それからは、目についた調度品や貴族の持ちものを値踏みしたり、ハサンの差し金で、ユウが、それぞれ違う娘と三曲もダンスを踊らされたりで、またたく間に時間がすぎていった。
そうして、一時間もたったころだろうか。
ようやく主催が会場に姿を現し、待ちに待ったオークションがはじまった。
「皆様、ようこそ、お越しくださいました」
フェルグス伯爵は七十の高齢だったというが、壇上に立つのは、いかにも金を食いそうな若き未亡人である。
「亡夫の遺品を処分させていただくにあたり、これほど多くの方々にお集まりいただきましたことは、心苦しくもあり、また、喜ばしくもありますわ。皆様のご温情をもって、どうか……」
伯爵夫人は、房毛のついた扇で口もとを隠し、
「高値を、お願いいたします」
ドッと、会場がわいた。
「では、とにもかくにも、現品をお見せいたしましょう」
全員が、別の場所へ移動するものと次の言葉を待った。
しかし、現れたのは執事の押すカート。
乗せられているのは白い敷布、そして、鈍色の指輪である。
ざわめきの中、ユウは左手を、さりげなくうしろにまわした。
同じものが中指にあることを、特に、隣の男にだけは知られたくなかったのだ。
ハサンの視線は幸い、カートにそそがれている。
ユウは指輪をはずして、上着のポケットへすべりこませた。
「お静かに! 承知しております。これはN・Sではない。ええ、ごもっとも」
気分は歌姫か、大女優か。
伯爵夫人は大仰に手を振り、芝居がかった声色で言った。
「ですが、これこそ魔人の技術!」
ボーイたちが、前列の客を下がらせる。
「では、ご覧いただきましょう! これが、N・S!」
観客の悲鳴とともに、一瞬の閃光が会場を包みこみ、どす黒い、凝固した血色のN・Sが現れた。
大ホールが、どよめきで揺れ、
「お静かに! お静かに!」
執事が両手を広げたが、収拾にはしばらくかかりそうだ。
「フフン、私のためにあるような……」
ハサンのつぶやきが、ユウの耳に入った。
確かに、腰に細剣を帯して、ツンと耳を立てたそのN・Sは、ハサンの好みを大いに満たすものに違いない。
首もとには、ファーを思わせる襟飾り。
L・Jでいうリアスカート・サイドスカートはひざ丈と長く、シルエットは、いまユウがまとっている礼服そのものである。
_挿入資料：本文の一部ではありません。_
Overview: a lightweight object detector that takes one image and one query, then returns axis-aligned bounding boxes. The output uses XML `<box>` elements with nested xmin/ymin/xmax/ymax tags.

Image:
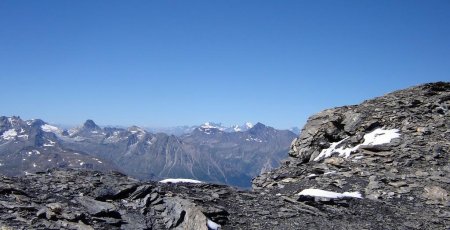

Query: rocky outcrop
<box><xmin>0</xmin><ymin>83</ymin><xmax>450</xmax><ymax>230</ymax></box>
<box><xmin>253</xmin><ymin>82</ymin><xmax>450</xmax><ymax>229</ymax></box>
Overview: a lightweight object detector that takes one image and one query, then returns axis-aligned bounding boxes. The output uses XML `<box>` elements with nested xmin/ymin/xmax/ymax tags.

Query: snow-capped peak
<box><xmin>200</xmin><ymin>122</ymin><xmax>225</xmax><ymax>131</ymax></box>
<box><xmin>41</xmin><ymin>124</ymin><xmax>60</xmax><ymax>133</ymax></box>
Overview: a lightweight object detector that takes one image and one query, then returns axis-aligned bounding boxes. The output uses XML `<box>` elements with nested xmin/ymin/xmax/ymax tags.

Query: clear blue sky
<box><xmin>0</xmin><ymin>0</ymin><xmax>450</xmax><ymax>128</ymax></box>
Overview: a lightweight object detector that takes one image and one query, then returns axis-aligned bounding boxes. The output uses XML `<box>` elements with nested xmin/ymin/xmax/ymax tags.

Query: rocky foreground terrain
<box><xmin>0</xmin><ymin>82</ymin><xmax>450</xmax><ymax>229</ymax></box>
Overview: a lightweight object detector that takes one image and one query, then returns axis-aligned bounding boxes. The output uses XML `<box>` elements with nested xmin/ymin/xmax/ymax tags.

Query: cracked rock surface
<box><xmin>0</xmin><ymin>82</ymin><xmax>450</xmax><ymax>229</ymax></box>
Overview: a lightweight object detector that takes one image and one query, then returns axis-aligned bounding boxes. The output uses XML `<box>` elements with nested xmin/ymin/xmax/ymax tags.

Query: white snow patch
<box><xmin>314</xmin><ymin>128</ymin><xmax>400</xmax><ymax>161</ymax></box>
<box><xmin>41</xmin><ymin>124</ymin><xmax>59</xmax><ymax>133</ymax></box>
<box><xmin>44</xmin><ymin>140</ymin><xmax>56</xmax><ymax>147</ymax></box>
<box><xmin>159</xmin><ymin>178</ymin><xmax>203</xmax><ymax>184</ymax></box>
<box><xmin>17</xmin><ymin>134</ymin><xmax>28</xmax><ymax>140</ymax></box>
<box><xmin>2</xmin><ymin>129</ymin><xmax>17</xmax><ymax>140</ymax></box>
<box><xmin>245</xmin><ymin>137</ymin><xmax>263</xmax><ymax>143</ymax></box>
<box><xmin>206</xmin><ymin>219</ymin><xmax>220</xmax><ymax>230</ymax></box>
<box><xmin>362</xmin><ymin>128</ymin><xmax>400</xmax><ymax>145</ymax></box>
<box><xmin>297</xmin><ymin>188</ymin><xmax>362</xmax><ymax>199</ymax></box>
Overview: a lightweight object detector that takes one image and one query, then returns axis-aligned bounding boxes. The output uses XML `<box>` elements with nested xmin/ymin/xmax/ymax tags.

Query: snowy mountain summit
<box><xmin>0</xmin><ymin>82</ymin><xmax>450</xmax><ymax>230</ymax></box>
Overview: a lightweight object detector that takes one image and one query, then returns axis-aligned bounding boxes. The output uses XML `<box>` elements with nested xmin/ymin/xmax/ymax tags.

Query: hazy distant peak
<box><xmin>83</xmin><ymin>119</ymin><xmax>100</xmax><ymax>130</ymax></box>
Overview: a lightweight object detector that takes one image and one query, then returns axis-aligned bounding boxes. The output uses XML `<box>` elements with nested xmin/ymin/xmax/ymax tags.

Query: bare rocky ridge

背からたれた翼とおぼしき膜はひじと手首で固定され、さながらマントか、女性のショールのようだった。
N・S、コウモリ。
「気に入った」
ハサンの右目が、針のように細く、光った。
獲物を見定めたときの癖だと、ユウは知っていた。
「お披露目はここまで!」
予想以上の反応に気をよくした伯爵夫人は、思わせぶりに、N・Sを指輪へ戻した。
ここからがオークションである。
「スタートは百万から」
と、伯爵夫人が指をかかげ、その場の全員が息を吸う。
緊張の糸が空間に張りめぐらされ……。
「待て!」
声を上げたのはホール入り口に立つ、熟年の、恰幅のいい騎士だった。
黒い胴鎧の上からでも十分にわかる。
歳に似合わぬ厚い胸筋は、かなり剣を使う証拠だ。
「どなた?」
「聖鉄機兵団、ジークベルト・ラッツィンガー」
「え、えぇっ?」
今日一番のどよめきが起こった。